A compelling and confronting investigation into the phenomenon of dirty work – labour that society considers essential, but morally compromised

Guards who patrol the wards of America's most violent and abusive prisons. Undocumented immigrants who man the 'kill floors' of industrial slaughterhouses. Roustabouts who drill for oil on offshore rigs.

These are the essential workers we prefer not to think about. Their morally dubious, often physically violent and dangerous activity sustains modern society yet is concealed from our gaze. It is work that falls disproportionately in deprived areas, on immigrants and people of colour, and entails a less familiar set of occupational hazards – stigma, shame and moral injury.

Reporting from a hidden America, Eyal Press gathers a powerful set of testimonies from people doing society's dirty work and, in doing so, reveals fundamental truths about the moral dimensions of employment and the hidden costs of inequality. Striking, sophisticated and nuanced, Dirty Work will change the way you think about the ethics of work.
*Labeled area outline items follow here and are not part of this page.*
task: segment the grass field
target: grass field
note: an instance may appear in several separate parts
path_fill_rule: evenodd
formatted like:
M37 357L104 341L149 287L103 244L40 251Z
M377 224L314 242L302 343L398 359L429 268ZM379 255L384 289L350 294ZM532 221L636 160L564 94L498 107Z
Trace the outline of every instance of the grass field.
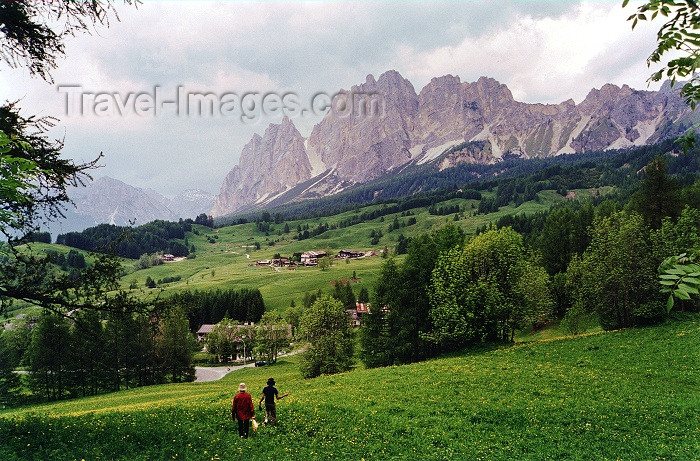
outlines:
M239 439L230 399L274 376L280 423ZM294 358L0 412L0 459L696 460L700 317L300 378Z
M492 194L486 192L485 196ZM590 196L587 190L578 191L580 198ZM396 245L400 234L405 237L415 236L431 229L440 227L447 222L455 223L462 227L468 235L473 235L477 227L495 222L499 218L517 213L534 213L548 209L551 205L565 200L554 191L542 191L538 194L538 201L523 203L515 207L509 205L501 207L497 212L469 216L478 207L478 201L466 199L452 199L438 203L437 206L459 204L465 211L464 217L459 221L454 221L454 215L433 216L428 213L427 208L416 208L411 210L417 220L412 226L402 227L398 230L388 231L389 224L394 217L398 216L399 221L407 221L400 213L387 215L382 219L356 224L344 229L335 229L306 240L296 240L296 229L300 225L308 225L314 229L319 223L334 224L339 223L352 215L355 211L348 211L334 216L315 218L303 221L288 221L290 233L283 233L284 224L273 224L273 230L269 235L256 229L255 223L240 224L222 227L219 229L209 229L204 226L194 226L197 231L188 233L187 239L190 245L196 248L196 258L186 259L180 262L166 263L161 266L151 267L139 271L134 271L135 260L124 260L124 268L127 274L122 279L122 287L128 289L132 282L138 287L137 293L144 296L161 297L184 290L211 290L227 288L258 288L269 310L285 309L291 301L297 305L302 302L306 292L315 292L318 289L329 291L331 282L337 279L349 280L353 271L356 272L358 283L353 283L355 294L359 294L362 286L367 287L371 292L374 282L377 279L382 264L381 257L372 257L361 260L352 260L349 264L343 261L336 261L335 265L327 271L318 268L298 268L295 271L281 269L279 272L269 267L251 267L249 264L256 260L271 259L275 253L280 253L284 257L291 256L295 252L308 250L328 250L338 252L341 249L355 250L375 250L379 251L384 247L393 248ZM357 213L374 210L381 205L370 205L360 208ZM472 208L473 207L473 208ZM371 245L370 233L381 230L384 234L376 245ZM279 231L279 232L278 232ZM280 233L281 235L278 235ZM210 243L213 241L214 243ZM260 244L260 250L255 249L255 242ZM274 245L270 246L269 243ZM52 249L67 253L70 248L63 245L32 244L35 251L46 251ZM87 255L88 263L92 258ZM158 281L165 277L180 277L177 282L159 285L156 289L146 289L147 277ZM162 292L161 292L162 291ZM36 308L26 308L18 304L11 315L26 313Z

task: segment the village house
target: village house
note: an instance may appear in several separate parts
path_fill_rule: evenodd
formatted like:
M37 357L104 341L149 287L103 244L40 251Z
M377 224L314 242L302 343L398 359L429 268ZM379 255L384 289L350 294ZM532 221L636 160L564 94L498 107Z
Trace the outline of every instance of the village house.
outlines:
M301 254L301 263L304 266L316 266L318 265L318 258L323 258L327 255L328 253L325 251L305 251Z
M204 338L211 333L212 328L214 328L214 325L211 323L205 323L199 327L199 330L197 330L197 341L204 341Z
M369 303L355 303L354 309L346 309L345 312L350 319L350 326L357 328L362 326L362 316L370 313Z
M285 267L285 266L291 266L292 261L290 261L287 258L274 258L272 260L272 265L277 266L277 267Z

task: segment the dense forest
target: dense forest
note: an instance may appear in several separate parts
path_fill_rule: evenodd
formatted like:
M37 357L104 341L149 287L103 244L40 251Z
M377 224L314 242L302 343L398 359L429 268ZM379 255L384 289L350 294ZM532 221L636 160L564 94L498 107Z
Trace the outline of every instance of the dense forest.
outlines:
M618 329L666 318L673 305L659 283L660 265L675 255L687 255L677 259L687 263L698 258L700 157L697 150L655 155L640 167L656 149L619 154L600 168L578 165L579 179L586 169L607 174L606 182L618 186L608 197L505 216L470 239L450 224L410 239L403 262L389 259L382 268L372 298L382 307L365 317L361 330L365 365L512 341L516 330L553 320L576 334L591 319ZM633 174L616 173L614 165ZM527 181L502 179L496 200L507 204L528 184L572 173L554 166ZM700 303L685 295L675 308L698 310Z
M82 232L60 234L56 243L86 251L113 252L132 259L156 252L187 256L190 248L185 232L192 230L192 223L188 219L179 222L156 220L137 227L100 224Z

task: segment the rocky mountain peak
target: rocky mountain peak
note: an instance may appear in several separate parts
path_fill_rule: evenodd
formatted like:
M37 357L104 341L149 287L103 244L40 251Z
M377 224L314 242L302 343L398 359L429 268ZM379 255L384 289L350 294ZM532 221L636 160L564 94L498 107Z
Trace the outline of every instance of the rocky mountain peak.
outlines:
M238 166L224 179L212 207L215 216L267 201L311 177L304 137L284 117L243 147Z
M700 118L677 89L662 88L638 91L606 84L578 105L572 99L527 104L489 77L468 83L448 74L432 78L416 93L395 70L377 79L369 74L351 87L352 110L330 111L307 140L286 118L262 137L253 136L212 211L222 215L269 203L270 197L309 180L311 172L322 174L304 191L337 192L411 164L448 168L498 162L506 154L543 157L656 142ZM371 98L380 102L378 113L361 110ZM317 187L324 181L334 183Z

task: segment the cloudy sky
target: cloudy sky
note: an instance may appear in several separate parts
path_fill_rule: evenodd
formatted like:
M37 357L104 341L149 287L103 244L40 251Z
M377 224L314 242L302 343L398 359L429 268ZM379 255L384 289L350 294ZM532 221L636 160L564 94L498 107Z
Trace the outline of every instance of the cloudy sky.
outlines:
M605 83L647 89L660 24L632 31L626 18L636 6L621 3L146 0L118 5L109 28L69 39L52 84L0 63L0 97L21 100L25 115L58 117L53 134L65 138L67 156L104 152L95 176L170 196L218 193L245 143L281 114L200 115L149 95L294 93L307 107L319 92L395 69L417 92L445 74L489 76L520 101L579 103ZM79 92L99 95L82 96L82 114ZM308 135L319 117L293 121Z

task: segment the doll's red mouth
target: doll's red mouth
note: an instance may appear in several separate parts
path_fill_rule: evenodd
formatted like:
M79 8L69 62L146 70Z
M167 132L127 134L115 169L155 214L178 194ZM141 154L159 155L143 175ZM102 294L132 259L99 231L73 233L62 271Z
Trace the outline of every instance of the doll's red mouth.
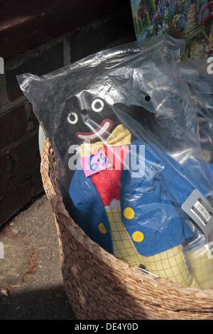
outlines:
M75 136L82 140L90 140L91 141L101 139L111 129L113 125L112 121L109 119L104 119L102 124L96 130L92 132L77 132Z

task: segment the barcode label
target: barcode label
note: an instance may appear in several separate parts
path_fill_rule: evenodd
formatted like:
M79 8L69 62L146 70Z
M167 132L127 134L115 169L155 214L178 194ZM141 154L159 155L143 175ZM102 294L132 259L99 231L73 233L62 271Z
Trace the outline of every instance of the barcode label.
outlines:
M207 198L195 189L182 205L182 208L197 224L209 241L213 235L213 206Z
M207 225L212 215L212 212L201 198L197 200L190 210L204 225Z

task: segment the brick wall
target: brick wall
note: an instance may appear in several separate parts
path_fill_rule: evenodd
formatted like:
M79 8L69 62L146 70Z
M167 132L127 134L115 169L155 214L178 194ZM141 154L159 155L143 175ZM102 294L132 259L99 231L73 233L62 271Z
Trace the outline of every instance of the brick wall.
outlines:
M131 14L124 11L5 61L4 74L0 74L0 225L43 192L38 124L16 75L46 74L134 40Z

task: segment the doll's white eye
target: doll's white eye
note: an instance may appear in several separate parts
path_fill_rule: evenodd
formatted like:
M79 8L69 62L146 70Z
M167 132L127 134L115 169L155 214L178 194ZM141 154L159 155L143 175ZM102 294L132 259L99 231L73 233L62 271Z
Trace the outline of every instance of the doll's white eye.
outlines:
M67 121L70 124L76 124L77 119L77 114L75 112L70 112L67 117Z
M92 109L95 112L100 112L103 110L104 104L100 99L95 99L92 103Z

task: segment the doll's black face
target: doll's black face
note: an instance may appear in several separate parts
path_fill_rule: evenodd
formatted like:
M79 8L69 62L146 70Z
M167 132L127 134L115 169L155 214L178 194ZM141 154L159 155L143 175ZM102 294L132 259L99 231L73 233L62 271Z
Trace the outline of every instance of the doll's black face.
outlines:
M109 103L88 92L67 101L66 114L76 144L103 140L121 123Z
Head of Zeus, an Apollo book * Current Affairs
06 Jan 2022 * 320pp * £9.99 * 9781801107259
REVIEWS
PRAISE FOR BEAUTIFUL SOULS:

'A fascinating study in the better angels of our nature' George Packer, New Yorker.

'Moral dilemmas of this kind tend to have a black-and-white clarity. Working from life, Mr. Press brings out the greys ... Rich in personal, circumstantial details that analytical thinkers may overlook' Economist.

'Evocative ... A valentine to the human spirit'
 Wall Street Journal
Author

Eyal Press

Eyal Press
Eyal Press is an author and journalist based in New York. His writing has appeared in the New Yorker, the New York Times, the London Review of Books and the Nation, and his previous books include Beautiful Souls and Absolute Convictions. Press is a recipient of the James Aronson Award for Social Justice Journalism, an Andrew Carnegie fellowship, and a Cullman Centre fellowship at the New York Public Library.